The mean level of the SAA protein in the group with early onset sepsis was (82.98+56.69) which was significantly higher than group with late-onset sepsis (41.46±36.10µg/L) this indicates that SAA elevate early and more in early onset sepsis than late onset.
Also by comparing the hematological parameter in groups with early onset sepsis and late onset we find that, there was no significantly deference for the mean hemoglobin (Hb) level, and platelets count (Plat). as for total leukocytic count (TLC), the mean level in group with late onset sepsis was (18.02+8.39) which significantly higher than group with early-onset sepsis (14.1+5.59). As for I/T ratio the mean level in the group with late onset sepsis was (0.310+0.126) which significantly higher than group with early-onset sepsis (0.202+0.124), which indicates that TLC and I/T ratio elevate lately and more in late onset sepsis, and it is bitter used as a markers in late onset sepsis than early onset.

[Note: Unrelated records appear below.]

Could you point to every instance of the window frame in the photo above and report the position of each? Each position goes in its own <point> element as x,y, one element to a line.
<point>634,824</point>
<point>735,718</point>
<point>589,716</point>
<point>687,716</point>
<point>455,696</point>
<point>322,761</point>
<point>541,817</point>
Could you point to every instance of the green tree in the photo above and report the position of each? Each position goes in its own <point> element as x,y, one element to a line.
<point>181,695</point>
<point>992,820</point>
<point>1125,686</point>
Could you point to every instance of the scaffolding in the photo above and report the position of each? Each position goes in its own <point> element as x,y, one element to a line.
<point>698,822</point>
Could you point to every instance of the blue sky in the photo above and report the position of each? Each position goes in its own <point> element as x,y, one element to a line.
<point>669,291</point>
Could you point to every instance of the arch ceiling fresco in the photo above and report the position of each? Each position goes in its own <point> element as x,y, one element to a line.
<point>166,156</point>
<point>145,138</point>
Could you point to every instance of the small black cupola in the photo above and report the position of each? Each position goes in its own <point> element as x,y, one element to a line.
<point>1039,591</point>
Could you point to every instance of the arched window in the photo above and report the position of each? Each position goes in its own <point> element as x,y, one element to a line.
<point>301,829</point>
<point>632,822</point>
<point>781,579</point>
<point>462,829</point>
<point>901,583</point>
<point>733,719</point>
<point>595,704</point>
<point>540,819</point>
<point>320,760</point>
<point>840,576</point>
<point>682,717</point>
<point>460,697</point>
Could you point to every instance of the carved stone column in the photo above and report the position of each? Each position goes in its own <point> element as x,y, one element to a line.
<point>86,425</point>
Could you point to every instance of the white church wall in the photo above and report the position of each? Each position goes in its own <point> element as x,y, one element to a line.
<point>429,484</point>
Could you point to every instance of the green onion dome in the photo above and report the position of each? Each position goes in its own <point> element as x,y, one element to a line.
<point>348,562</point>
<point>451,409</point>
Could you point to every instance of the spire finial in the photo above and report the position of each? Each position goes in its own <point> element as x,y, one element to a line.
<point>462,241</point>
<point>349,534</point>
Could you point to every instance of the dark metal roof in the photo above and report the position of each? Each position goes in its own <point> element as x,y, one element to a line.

A comparison between the diagnostic sensitivities of laboratory investigations when sepsis was suspected revealed that SAA was positive (>10μg/ml) in 93.5% cases and is the most sensitive marker (93.5%) in comparison with TLC(80%), I:T ratio(80%) and platelets count (40%) in diagnosis of neonatal sepsis,
Also its specificity was high (88.9%) in comparison with TLC (53%), I/T (75.3%), and platelets count (34%).
The positive predictive value (PPV) of SAA in this study was (96.7%) which was higher than that of TLC (63.16%), I: T ratio (87.2%), and PLT count (37.50%).
SAA had the highest negative predictive value (NPV) which was (80%), while The NPV of I: T ratio was (77%), TLC was (72.73%), and that of PLT was (35.71%).
from the results, we can concluded that SAA seems to be an early, highly sensitive and specific marker for the diagnosis of neonatal sepsis at the first suspicion of infection,
The Quick and reliable use of SAA in early diagnosis of neonatal sepsis can be useful in early initiation of antibiotic treatment, duration, response, and outcome after therapy.